I've always felt a certain fear & loathing of the Murdock empire: the right-wing 'balanced viewpoints' of most of his press, the nepotism (elder son runs Fox, younger son runs Sky), and just the plethora of his portfolio - monotheic opinions voiced through many, often obscured, channels. In a profession seeking 'the truth', he seems to control an awful lot of varieties of it. All of which makes this latest speech thoroughly fascinating. Is it merely pandering to popularism, or is it a genuine rallying cry? Does it matter which, as long as it's him saying it? My brief stint in media has taught me one thing: the closer to the top you get, the more people will try to gun you down. Clearly, it's this sort of foresight that has enabled him to survive as long as he has.

Friday, 22 April 2005

Proprietary standards grow online

I think the author is right to be concerned; Microsoft is not the only monopolistic vendor out there. Essentially, I think the argument stems from ensuring that the medium of communication (be it a program controlling layout or a means of ensuring that a vaste readership can access information) should always be controlled by those who can gain the least profit from it (W3C) and not single vendors who, for the moment, provide the viewers of the products for free.

Thursday, 21 April 2005

An Apple user's manifesto, of sorts. This article from The Register says it all, really. Not an Apple advocate per se, merely a Windows non-advocate. A man after my own mind. I get sick of being called a Mac zealot. I'm not, I'd just like people to think different...!

Thursday, 14 April 2005

Cellular greed: Vodafone Says Let Them Eat Marketing. This article from The Feature is the first definite sign I've seen of cell telcos' greed being detrimental to their own progress. Until now, I've always thought of this industry as being the most progressive one around - even more so than software, because it's extremely competitive, has a good mix of business and tech savvy, and has much to offer the world.

Sure, they were clobbered by the 3G license bonanza, but then they have the gravy of SMS fees (this extra channel costs them nothing - an accidental, and lucrative bonus). It would seem that this is not enough, and that they want to continue making money for no effort (of their own). This, coupled with their silly restrictions on phone functionality (eg. no bluetooth DUN on provider-locked phones), and their insistence on hefty GPRS charges, makes me wonder whether there are serious problems in the health of that market.

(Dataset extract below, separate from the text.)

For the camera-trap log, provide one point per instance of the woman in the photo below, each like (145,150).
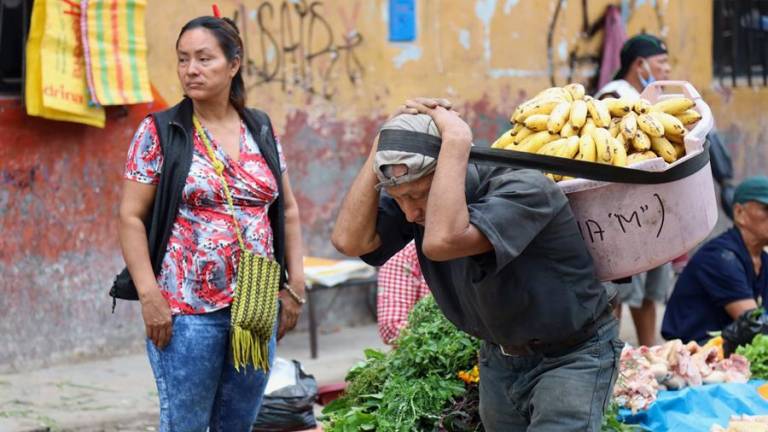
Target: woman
(186,307)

Is it too competitive? Not competitive enough? The key difference between this network and the internet is that the internet is open, whereas the global mobile network is factioned - regionalised and cross-charged. Could you imagine your ISP charging you 50% of your takings for your website? Could you imagine the eBays, Amazons and Googles of this world working in that context? They messed it up once with WAP; GPRS is still hovering in the early-adopter stage, and, unless they loosen their grip, 3G and proper data services will also stall. Leaving them, at least for a while, in another consolidating market. Stop charging for air, guys, and let the consumers breathe a little more.

Friday, 8 April 2005

Mo:blog via Treo
here's a test message from moblog on my treo

Thursday, 7 April 2005

Microsoft seeks to stifle innovation (Yahoo!) - direct Gates quote! It's a bit worrying when a Stanford law professor hails the most sucessful IT company in the world as 'a threat to business and the economy as a whole', bit it even more so when he reports that M$ are hiring every Patent lawyer they can find. I thought they'd been a bit quiet for a while. Is this the calm before the almighty storm of intellectual property debate? It's been a long time coming - one could argue ever since we've had the ability to digitally store information.

Records and books traditionally cost nearly as much to reproduce as produce. It's only when we get to the digital age that reproduction is as easy as drag 'n drop. And while some have been making hay while the suns shines, others have been quietly buying up all the fields. Ultimately, I suppose, the consumer will still get their hay. But at what cost to progress? Imagination and innovation are what drew me to information technology. To threaten those is to threaten the heart of this incredibly progressive industry.